I don't know about the hell of an angler deal, I can get fish if they're there. I guess I can't really talk on this issue though, as I've never fished either stream. But based on what I've read and heard, the Huron is much better then the Clinton. The point of my post was if a person is unwilling to make a longer drive to get on more fish, they may as well not complain about not catching alot of fish, ya know? It was no shot at wanderboy, just an observation. 

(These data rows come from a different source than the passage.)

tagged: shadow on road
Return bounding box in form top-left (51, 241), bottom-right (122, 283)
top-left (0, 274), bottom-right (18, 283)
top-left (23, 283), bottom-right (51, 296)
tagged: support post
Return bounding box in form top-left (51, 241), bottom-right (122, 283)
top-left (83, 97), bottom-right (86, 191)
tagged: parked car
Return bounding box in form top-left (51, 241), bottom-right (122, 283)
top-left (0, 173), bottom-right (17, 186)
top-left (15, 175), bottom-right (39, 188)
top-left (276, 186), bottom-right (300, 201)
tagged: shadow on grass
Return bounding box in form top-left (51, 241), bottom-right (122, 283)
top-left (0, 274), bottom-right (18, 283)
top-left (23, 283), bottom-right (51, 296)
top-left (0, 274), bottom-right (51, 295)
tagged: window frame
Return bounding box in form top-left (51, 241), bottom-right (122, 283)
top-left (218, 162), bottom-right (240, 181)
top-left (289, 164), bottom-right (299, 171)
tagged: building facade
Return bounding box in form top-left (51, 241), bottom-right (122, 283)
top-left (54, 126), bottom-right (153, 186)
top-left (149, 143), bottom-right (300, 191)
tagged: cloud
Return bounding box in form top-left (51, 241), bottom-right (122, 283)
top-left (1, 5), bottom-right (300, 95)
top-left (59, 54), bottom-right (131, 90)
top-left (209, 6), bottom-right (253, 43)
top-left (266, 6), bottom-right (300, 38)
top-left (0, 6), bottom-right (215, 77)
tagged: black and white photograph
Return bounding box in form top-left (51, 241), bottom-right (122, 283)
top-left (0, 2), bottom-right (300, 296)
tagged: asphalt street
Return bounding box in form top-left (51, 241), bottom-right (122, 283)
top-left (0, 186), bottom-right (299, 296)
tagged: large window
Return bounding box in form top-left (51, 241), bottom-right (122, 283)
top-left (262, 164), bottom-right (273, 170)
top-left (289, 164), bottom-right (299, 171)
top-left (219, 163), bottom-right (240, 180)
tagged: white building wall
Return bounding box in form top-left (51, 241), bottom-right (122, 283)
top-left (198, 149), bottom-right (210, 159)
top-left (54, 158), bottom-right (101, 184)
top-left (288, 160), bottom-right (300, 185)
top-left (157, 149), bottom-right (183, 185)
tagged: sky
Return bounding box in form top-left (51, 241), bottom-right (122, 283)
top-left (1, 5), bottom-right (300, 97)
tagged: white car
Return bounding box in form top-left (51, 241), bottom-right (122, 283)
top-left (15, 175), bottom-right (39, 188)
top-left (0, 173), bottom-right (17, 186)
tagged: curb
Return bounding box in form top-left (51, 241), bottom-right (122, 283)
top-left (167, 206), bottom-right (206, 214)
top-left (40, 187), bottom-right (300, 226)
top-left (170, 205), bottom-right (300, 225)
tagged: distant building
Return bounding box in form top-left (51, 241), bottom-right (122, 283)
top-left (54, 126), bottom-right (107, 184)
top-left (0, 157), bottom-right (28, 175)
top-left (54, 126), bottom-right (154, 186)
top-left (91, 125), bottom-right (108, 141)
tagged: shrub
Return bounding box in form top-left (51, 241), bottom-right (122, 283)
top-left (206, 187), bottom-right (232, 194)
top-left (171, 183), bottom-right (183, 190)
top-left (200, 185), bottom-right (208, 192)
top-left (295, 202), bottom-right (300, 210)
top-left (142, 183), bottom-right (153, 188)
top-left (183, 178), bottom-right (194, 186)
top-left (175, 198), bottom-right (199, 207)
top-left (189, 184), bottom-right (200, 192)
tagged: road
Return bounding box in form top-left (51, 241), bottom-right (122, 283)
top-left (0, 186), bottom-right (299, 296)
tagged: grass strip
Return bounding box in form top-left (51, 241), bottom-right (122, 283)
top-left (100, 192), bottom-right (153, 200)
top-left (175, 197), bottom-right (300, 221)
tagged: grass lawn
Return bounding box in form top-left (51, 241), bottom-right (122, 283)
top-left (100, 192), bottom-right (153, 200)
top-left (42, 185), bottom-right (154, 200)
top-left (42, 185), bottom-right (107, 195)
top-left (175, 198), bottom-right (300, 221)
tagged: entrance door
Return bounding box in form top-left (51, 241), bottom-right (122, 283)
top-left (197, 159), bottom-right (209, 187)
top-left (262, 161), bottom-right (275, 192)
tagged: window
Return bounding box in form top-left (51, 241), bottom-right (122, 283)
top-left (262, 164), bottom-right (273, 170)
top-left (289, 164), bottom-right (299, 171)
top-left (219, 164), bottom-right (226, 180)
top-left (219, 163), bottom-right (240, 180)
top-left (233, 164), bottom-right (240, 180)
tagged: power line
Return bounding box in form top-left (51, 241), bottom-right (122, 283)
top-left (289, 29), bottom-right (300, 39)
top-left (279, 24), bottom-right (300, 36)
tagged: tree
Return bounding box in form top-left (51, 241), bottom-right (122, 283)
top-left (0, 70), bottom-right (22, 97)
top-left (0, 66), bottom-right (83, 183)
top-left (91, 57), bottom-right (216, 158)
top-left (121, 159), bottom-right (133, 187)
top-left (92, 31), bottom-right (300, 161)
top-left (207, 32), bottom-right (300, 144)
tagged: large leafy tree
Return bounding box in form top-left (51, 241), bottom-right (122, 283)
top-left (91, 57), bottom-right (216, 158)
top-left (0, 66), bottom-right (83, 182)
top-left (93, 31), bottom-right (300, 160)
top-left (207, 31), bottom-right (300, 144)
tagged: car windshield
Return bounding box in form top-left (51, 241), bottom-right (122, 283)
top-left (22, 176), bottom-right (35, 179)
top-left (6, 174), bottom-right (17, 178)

I just moved up here to the NW(north of TC) this past summer. I have 3 small rivers within 20-25 minutes of my house. They get a total of 13,000 steelhead planted, with some natural reproduction. I'm not sure yet what kind of numbers can be had around here, but I'm sure it's not anything substantial. If I really wanted alot of fish, I could hit the Big M or the AS. Both rivers are 2.5-3 hours away, but get stocked with a LOT more fish. You just go by what you feel like doing, some days you want a alot of hook ups, other days, you just want a hook up or two.


----------



## i want to catch fish (Apr 17, 2008)

hey guys now the clionton is 20 mins from my house where i fish but there is a spot that is 5 min away beside the point i have never fished the huron before and i have had buddies fish there and do pretty well. i have had many buddies do well on the clinton to. People tell me the clionton sucks for catching fish and i disagree with them i think of it as boot camp 
its a much harder fished river for its short span then most rivers i have fished it has made me a much better fisherman here learning from most of the fly guys they have helped me so much and i thank them. so have fun and fish


----------



## DE82 (Nov 28, 2007)

ausable_steelhead said:


> I don't know about the hell of an angler deal, I can get fish if they're there. I guess I can't really talk on this issue though, as I've never fished either stream. But based on what I've read and heard, the Huron is much better then the Clinton. The point of my post was if a person is unwilling to make a longer drive to get on more fish, they may as well not complain about not catching alot of fish, ya know? It was no shot at wanderboy, just an observation.
> 
> I just moved up here to the NW(north of TC) this past summer. I have 3 small rivers within 20-25 minutes of my house. They get a total of 13,000 steelhead planted, with some natural reproduction. I'm not sure yet what kind of numbers can be had around here, but I'm sure it's not anything substantial. If I really wanted alot of fish, I could hit the Big M or the AS. Both rivers are 2.5-3 hours away, but get stocked with a LOT more fish. You just go by what you feel like doing, some days you want a alot of hook ups, other days, you just want a hook up or two.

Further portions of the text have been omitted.